XXIX

51.9K 5.6K 134
                                    

Happy Reading All!!

🦖

Yang namanya masalah, mau di hindari bagaimanapun, ujung-ujungnya memang harus di hadapi. Seperti sebuah keharusan, entah itu dalam kelapangan hati atau keterpaksaan.

Syila pasrah, ia tak bisa kemana-mana lagi begitu pulang sudah di sambut oleh Mamanya. Mereka berakhir duduk di meja ruang tamu dengan jarak yang begitu membentang. Baik dari posisi duduk, ataupun hubungan mereka.

"Mama minta maaf, Syila." Rindu tertunduk, tangannya bertaut di pangkuannya dengan resah.

Syila hanya diam, ia menatap kosong pada vas bunga di atas meja. Syila bingung, ia tak tahu harus bersikap seperti apa. Ia harus marah pada siapa? Ia harus kecewa pada siapa? Ia harus percaya pada siapa? Atau ia harus berada di pihak siapa?

"Mama tau Mama salah, Mama nggak seharusnya nyembunyiin ini semua dari kamu, Mama nggak seharusnya menempatkan kamu di posisi punya Mama dan Papa tapi kehadiran kami malah nggak ada. Mama salah Nak, Mama minta maaf." Rindu mengusap air matanya yang jatuh dengan punggung tangannya, tatapannya makin sendu, makin luka hatinya saat melihat sang anak sibuk menyembunyikan tangis.

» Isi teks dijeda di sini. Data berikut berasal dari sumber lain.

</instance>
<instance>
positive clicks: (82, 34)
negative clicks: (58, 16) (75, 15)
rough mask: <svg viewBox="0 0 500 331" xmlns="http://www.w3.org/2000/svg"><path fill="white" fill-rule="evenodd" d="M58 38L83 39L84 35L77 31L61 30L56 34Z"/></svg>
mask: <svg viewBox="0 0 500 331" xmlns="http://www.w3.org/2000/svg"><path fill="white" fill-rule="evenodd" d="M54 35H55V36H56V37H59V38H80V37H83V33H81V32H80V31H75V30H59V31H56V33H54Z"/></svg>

Syila menunduk lama, tangannya sibuk mengusap bagian mata dan pipinya dengan gerakan kasar. Tak lama kemudian, Syila berdiri, ia berlari menuju Mamanya dan menjatuhkan diri dalam pelukan wanita yang sudah melahirkannya.

"Mama..." Syila menangis, menyembunyikan wajah di bahu sang Mama yang juga ikut menangis dengan tangan mendekap erat Syila.

Mau seperti apapun ia menahan, pertahanannya tetap runtuh. Syila sadar, saat kata maaf terucap dari sang Mama, mereka nyatanya sama terluka. Bahkan lukanya tak sebanding dengan sang Mama yang sudah memendam begitu lama.

"Semuanya, semuanya bener, Ma?" Dengan terbata, Syila bertanya. Sedari kemarin, ia terus mencoba menyangkal meskipun semuanya benar-benar terlihat jelas.

Rindu mengangguk, ia makin mempererat dekapannya pada sang putri, "i-iya sayang, semuanya benar, Mama gagal dalam rumah tangga Mama."

Makin pecahlah tangis keduanya saat itu juga, setitik harapan yang masih Syila pertahankan, akhirnya benar-benar sirna menyisakan ruang kosong yang benar-benar di isi kegelapan.

Lama mereka dalam posisi seperti itu, bagai kata yang tak terucap, semua emosi mereka luapkan lewat tangis yang diam-diam di saksikan oleh Oma dan juga Kenzo.

Menguraikan pelukan mereka, Rindu dengan lembut menghapus sisa-sisa air mata di wajah Syila.

"Sekarang tinggal kita berdua, Syila nggak papa, 'kan nak?" Rindu bertanya dengan sendu, setitik air matanya jatuh saat menatap pancaran mata sang putri yang benar-benar redup.

Menggenggam erat tangan Mamanya, Syila berusaha sebaik mungkin menarik nafasnya yang terasa berat.

"Kenapa Mama nggak lakuin ini sejak awal? Kenapa Mama harus nyembunyiin semuanya dan sakit sendirian?" Suara Syila hampir hilang, hanya untuk mengatakannya saja Syila sakit rasanya.

"Gimana mungkin Mama bisa bawa kamu ke rasa sakit yang Mama sendiri nggak bisa tanganin? Mama lari Nak, Mama lari dari semua rasa sakit itu bahkan sampai lupa untuk berhenti dan liat keadaan anak Mama." Rindu membelai wajah putrinya.

Syila menahan tangisnya, "Ma..." Syila bergerak pelan, kembali memluk Mamanya dengan erat untuk kembali saling menguatkan.

Sementara itu, di balik dinding, Kenzo sibuk menenangkan Mamanya yang juga ikut terluka sama sepertinya. Bagaimana bisa ia selengah ini membiarkan ketiga wanita yang ia cintai tersakiti. Kenzo benar-benar merasa gagal menjadi satu-satunya laki-laki yang harus melindungi orang-orang tersayangnya.